Split Dogs Billy Bootleggers Nottingham 28.2.25

Funny what a difference a week or so can make. Back then, I was trying to get Black Sabbath tickets along with 140 thousand others with ticket prices going into the thousands. Even if I had got a ticket, I would have been probably a mile away looking at a giant screen.

So onto Friday night and I find myself in somewhere very different. I’m in Nottingham’s Billy Bootleggers pub catching a bill of four bands looking to keep playing live and creating new music and with differing expectations of whatever success means nowadays. It’s a great venue with an upstairs for bands (once you’ve found the door)  and a downstairs pub, again with a section for bands. It’s a bit grungy.  The stage is roughly the same height as the floor and there’s no dressing room and there’s no separation between the band and the audience. The décor is neon graffiti so all in all it’s pretty old school. You also use the venue’s back line and get a rudimentary sound check just before you play.

The bands are all at that stage where they set themselves up, play their hearts out then dismantle the equipment. Then it’s off to run the merch stalls before no doubt staying in the cheapest place possible before cramming themselves into a car/hired van and with whatever instruments they brought to go to the next gig.

Four bands on tonight but I missed the first and caught half of Chesterfield’s W.O.R.M. Well drilled and professional, they run through about what seemed like 1000 songs often with no break. The sheer volume of songs wore me out, to be honest. Next up, Phat Problem looked interesting and coincidentally matched the club’s decor. The band wears dayglo face paint with matching dayglo strings and bedecked guitars. They also had some samples triggered by the drummer and a bassist with five strings, which is always a serious sign. They had the first of the moshers and gave a compelling well balanced and paced set of speed punk and more slow-paced chuggers. My heart went out to the guitarist who was clearly unhappy and struggling with this guitar tuner but to be honest the dissonance kind of helped the overall sound. The singer on the last song launched herself off the stage into the audience, scattering moshers like bowling pins!

And so on to the main event. It’s Split Dogs first headline tour promoting their already acclaimed second album Here To Destroy along with rave live reviews (including ours here). So how would they do?

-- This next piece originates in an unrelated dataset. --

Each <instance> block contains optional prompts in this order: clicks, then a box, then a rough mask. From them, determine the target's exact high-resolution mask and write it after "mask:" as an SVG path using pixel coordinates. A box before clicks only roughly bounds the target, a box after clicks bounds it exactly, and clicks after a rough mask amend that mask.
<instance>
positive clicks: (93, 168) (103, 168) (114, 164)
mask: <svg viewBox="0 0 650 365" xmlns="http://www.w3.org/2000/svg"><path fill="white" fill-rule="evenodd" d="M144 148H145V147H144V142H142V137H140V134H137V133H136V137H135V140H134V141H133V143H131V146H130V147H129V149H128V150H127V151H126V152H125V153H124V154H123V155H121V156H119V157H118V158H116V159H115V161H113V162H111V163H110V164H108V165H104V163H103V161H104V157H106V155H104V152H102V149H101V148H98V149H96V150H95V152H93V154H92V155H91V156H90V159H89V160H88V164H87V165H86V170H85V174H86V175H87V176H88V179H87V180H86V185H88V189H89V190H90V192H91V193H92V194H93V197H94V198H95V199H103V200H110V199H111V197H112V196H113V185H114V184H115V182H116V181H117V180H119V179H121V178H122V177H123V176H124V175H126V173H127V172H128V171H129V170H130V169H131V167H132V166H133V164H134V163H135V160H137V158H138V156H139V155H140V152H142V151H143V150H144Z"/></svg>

It’s fair to say they delivered in spades. With the sound at brain-melting volume complete with troublesome feedback mike squall Split Dogs launched into their set. The band featuring Mil on guitar, vocals and double denim, Suez – bass and Chris Huggall – drums are tight and heavy, providing the sonic ammunition, but the obvious focal point is singer Harry. Wearing a leotard, tights, heels, and fringed leather jacket, they fill the stage with their larger-than-life persona and amazing vocals. Harry really does come across aurally and visually like a combination of a sassy punk Tina Turner, Lemmy and Bon Scott. They are a natural performer in that it’s seemingly effortless the way they channel the music and singing into how thyey move on stage. The crowd reacts and it’s just a mental mosh pit in front of the stage with bodies being flung all over the place from start to finish.

With the volume set to max and the temperature quickly rising, subtleties in the songs tend to tend to disappear, but stand outs were the newer rockier ones like And What?, Lafayette and Monster Truck (I was tempted to put my fingers in my jean loops and do the classic seventies biker dance!) and older ones like Prison Bitch and Punch Drunk.

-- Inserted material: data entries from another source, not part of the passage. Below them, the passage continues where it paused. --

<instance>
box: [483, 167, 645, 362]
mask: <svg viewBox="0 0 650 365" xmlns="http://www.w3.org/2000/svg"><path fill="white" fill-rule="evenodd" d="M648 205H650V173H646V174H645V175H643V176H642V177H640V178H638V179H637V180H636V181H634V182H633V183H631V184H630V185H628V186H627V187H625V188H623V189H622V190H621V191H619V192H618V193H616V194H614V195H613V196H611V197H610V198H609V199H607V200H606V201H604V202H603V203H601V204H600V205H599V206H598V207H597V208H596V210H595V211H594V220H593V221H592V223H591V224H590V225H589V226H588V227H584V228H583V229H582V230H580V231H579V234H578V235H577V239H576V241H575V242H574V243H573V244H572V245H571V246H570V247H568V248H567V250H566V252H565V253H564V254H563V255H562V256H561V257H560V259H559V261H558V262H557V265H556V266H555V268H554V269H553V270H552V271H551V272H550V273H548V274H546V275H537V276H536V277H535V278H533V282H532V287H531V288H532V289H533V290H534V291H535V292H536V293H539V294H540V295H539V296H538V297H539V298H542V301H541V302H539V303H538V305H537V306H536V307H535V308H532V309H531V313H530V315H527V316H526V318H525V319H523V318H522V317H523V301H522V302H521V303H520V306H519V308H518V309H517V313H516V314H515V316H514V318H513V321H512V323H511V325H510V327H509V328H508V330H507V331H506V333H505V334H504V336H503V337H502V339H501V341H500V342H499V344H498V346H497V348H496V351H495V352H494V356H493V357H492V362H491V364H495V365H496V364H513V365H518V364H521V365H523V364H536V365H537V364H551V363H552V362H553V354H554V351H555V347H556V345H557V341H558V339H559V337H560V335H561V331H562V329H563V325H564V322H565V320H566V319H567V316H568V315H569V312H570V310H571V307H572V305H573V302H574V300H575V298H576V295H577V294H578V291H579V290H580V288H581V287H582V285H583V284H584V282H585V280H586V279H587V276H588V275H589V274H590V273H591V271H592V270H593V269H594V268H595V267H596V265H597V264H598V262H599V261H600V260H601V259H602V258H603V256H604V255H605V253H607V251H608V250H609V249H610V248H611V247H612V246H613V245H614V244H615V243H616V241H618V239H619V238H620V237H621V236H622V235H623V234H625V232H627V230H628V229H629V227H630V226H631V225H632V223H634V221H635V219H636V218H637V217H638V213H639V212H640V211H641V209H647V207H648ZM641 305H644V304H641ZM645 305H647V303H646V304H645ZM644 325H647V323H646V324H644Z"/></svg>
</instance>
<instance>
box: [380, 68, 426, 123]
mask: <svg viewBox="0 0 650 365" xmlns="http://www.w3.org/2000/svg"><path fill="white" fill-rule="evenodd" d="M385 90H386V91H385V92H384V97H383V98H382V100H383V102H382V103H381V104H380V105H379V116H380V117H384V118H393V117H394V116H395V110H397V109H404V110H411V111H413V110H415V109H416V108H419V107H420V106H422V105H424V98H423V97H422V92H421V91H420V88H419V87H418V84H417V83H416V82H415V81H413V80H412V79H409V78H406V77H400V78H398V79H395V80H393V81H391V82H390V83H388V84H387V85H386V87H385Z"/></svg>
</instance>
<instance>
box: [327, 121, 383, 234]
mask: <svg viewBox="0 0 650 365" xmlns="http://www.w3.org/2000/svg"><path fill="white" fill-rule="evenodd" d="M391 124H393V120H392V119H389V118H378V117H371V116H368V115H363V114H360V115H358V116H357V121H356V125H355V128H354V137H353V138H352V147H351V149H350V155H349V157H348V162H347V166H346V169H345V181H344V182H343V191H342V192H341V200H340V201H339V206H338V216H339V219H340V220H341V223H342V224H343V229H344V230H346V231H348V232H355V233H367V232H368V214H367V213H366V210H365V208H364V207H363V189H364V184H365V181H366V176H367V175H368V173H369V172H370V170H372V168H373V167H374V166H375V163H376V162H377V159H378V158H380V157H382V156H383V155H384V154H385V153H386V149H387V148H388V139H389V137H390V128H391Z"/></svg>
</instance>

Chris’s drums start to fall apart as the band does the last two songs, and they exit virtually straight to the merch store before no doubt packing up and getting maybe a drink and something to eat before some sleep and doing it all again the next day. But that’s rock’n’roll and it’s a long way to the top if you want to rock’n’roll as someone once said!😊  

You think that might be it wouldn’t you but noah! Exiting, I find a rockabilly band playing in the downstairs bar with a double bass and Gretsch. Oh my God they are freaking brilliant playing some classic old style rockabilly tunes while there’s a few people in 50’s fashion doing a bit of dancing. What a fantastic way to round the night off.

At this stage of their career, now is the perfect time to see Split Dogs – up close and personal. Hot sweaty in your face analogue rock’n’roll with no barriers between the audience and the band.

Split Dogs are fucking brilliant. They play rock’n’roll. Brighton & Bristol left with tickets available… for now!